Als beruflich kompetent gilt, wer über Wissen (explizit und implizit), Fertigkeiten (kognitive wie motorische) und individuelle wie soziale Fähigkeiten bzw. Dispositionen (anthropologisch und sozio-kulturell) verfügt, die in variablen Situationen berufsbezogen, wertekonform angewandt werden können.
Kompetenz setzt sich demzufolge aus drei Dimensionen – Wissen, Fertigkeiten und Fähigkeiten (kurz: Wissen, Können, Wollen) – zusammen, die einander bedingen und deren komplexes Zusammenwirken eine Kompetenzbestimmung bzw. deren Taxonomierung diffizil gestaltet.

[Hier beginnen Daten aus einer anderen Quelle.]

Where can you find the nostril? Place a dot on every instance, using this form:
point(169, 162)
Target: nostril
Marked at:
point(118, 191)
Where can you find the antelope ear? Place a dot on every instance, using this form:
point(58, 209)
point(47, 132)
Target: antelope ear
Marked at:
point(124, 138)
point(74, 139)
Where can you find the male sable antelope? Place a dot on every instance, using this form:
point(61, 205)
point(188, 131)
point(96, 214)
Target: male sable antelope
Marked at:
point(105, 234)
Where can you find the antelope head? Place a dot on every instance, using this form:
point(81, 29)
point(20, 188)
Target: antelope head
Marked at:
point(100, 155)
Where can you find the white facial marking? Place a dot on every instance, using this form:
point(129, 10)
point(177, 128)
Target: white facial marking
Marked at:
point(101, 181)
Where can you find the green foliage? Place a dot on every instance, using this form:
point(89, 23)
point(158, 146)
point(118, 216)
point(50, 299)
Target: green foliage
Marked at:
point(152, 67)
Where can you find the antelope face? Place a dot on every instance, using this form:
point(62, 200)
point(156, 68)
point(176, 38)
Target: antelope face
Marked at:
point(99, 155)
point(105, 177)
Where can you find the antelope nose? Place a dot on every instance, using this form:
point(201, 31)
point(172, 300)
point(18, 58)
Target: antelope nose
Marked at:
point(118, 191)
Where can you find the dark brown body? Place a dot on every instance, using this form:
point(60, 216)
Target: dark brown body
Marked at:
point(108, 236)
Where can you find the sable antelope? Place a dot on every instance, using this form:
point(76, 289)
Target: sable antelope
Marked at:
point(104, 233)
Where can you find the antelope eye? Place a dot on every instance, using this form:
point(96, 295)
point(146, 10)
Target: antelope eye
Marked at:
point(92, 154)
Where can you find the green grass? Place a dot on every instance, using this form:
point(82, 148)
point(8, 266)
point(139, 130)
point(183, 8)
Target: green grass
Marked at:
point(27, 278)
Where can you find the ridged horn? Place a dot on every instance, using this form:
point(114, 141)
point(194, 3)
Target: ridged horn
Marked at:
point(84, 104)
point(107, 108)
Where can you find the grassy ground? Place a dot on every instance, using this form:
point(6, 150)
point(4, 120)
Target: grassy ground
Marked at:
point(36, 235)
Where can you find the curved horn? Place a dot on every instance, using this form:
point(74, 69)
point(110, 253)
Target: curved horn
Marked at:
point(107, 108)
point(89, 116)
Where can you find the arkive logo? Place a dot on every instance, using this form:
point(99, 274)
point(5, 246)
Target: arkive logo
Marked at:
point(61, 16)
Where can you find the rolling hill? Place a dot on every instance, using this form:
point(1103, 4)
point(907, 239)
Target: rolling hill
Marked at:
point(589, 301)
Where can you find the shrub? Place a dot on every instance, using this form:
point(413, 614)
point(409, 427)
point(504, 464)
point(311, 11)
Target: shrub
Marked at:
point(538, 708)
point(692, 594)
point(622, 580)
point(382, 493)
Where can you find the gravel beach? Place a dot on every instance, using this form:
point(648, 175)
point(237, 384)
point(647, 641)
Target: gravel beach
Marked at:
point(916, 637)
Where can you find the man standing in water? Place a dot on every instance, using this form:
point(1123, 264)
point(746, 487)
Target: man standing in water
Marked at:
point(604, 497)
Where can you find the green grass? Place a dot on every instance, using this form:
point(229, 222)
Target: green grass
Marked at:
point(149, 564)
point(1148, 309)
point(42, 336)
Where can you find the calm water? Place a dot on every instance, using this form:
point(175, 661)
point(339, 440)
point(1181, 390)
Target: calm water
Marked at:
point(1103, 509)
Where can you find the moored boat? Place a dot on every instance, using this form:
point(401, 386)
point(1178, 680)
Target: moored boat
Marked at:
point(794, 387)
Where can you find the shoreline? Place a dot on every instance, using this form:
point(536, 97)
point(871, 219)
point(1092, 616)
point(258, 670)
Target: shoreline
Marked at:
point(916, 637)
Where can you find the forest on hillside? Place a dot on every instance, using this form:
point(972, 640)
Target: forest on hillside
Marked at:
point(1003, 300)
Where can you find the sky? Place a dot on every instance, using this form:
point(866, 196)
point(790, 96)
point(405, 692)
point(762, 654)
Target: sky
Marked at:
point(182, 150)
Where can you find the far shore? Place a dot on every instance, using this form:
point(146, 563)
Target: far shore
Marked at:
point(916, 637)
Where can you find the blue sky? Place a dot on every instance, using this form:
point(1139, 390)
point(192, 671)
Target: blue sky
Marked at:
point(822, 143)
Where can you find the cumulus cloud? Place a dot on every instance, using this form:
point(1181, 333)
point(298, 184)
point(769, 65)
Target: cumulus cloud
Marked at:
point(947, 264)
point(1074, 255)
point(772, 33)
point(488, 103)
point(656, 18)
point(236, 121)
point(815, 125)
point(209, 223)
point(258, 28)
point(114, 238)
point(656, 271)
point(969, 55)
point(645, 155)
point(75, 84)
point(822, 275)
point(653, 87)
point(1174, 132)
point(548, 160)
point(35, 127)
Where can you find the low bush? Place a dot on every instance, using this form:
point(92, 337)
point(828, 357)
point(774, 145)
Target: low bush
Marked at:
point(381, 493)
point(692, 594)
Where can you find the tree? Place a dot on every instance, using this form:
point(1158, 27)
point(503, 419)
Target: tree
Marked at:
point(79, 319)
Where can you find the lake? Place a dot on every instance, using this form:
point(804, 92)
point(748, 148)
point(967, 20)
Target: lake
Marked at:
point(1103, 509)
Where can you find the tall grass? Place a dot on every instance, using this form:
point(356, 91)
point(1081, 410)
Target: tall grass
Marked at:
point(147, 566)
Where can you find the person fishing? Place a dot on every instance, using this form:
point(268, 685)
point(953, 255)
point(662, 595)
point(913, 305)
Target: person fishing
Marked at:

Die Definition von Bader und Müller (2002), die ebenfalls häufig in der Literatur zu finden ist, zielt in die gleiche Richtung: „Handlungskompetenz ist die Fähigkeit und Bereitschaft des Menschen, in beruflichen, privaten und gesellschaftlichen Situationen sach- und fachgerecht, persönlich durchdacht und in gesellschaftlicher Verantwortung zu handeln“.
Kompetenzen können nur erworben, nicht „vermittelt“ werden. Sie sind subjektbezogen. Die Entwicklung von Handlungskompetenz ist als ein lebenslanger Prozess zu begreifen, den Berufsbildung in einer bestimmten Phase zu strukturieren und zu unterstützen hat.
Zieldimensionen beruflicher Bildung nach KMK
Maßgeblich für die Berufliche Bildung sind die Vorgaben der KMK. Die Handlungskompetenz umfasst dabei die Dimensionen:
- Fach/Methodenkompetenz
- Sozialkompetenz
- Humankompetenz
Inklusiv der Zieldimensionen bzw. Verhaltensbereiche:
- kognitiv (Kopf)
- affektiv (Herz)
- psychomotorisch (Hand)

Quelle: Eigene Darstellung
Fach- und Methodenkompetenz
… ist die Fähigkeit und Bereitschaft, Aufgabenstellungen selbstständig, fachlich richtig und methodengeleitet zu bearbeiten und das Ergebnis zu beurteilen.
Fachkompetenz:
- gliedert sich in berufsbezogene Kenntnisse, Fertigkeiten und Fähigkeiten und die Übertragung dieser auf neue berufliche Aufgaben. Diese müssen erkannt, Problemlöse- und Entscheidungsverfahren beherrscht und beurteilt werden.
- beinhaltet gleichfalls extrafunktionale Qualifikationen: logisches, analytisches, abstrahierendes, integrierendes Denken sowie das Erkennen von System- und Prozesszusammenhängen.
- korrespondiert mit dem Ziel der Befähigung zur Ausübung einer beruflichen Tätigkeit, die insbesondere selbstständiges Planen, Durchführen und Kontrollieren einschließt.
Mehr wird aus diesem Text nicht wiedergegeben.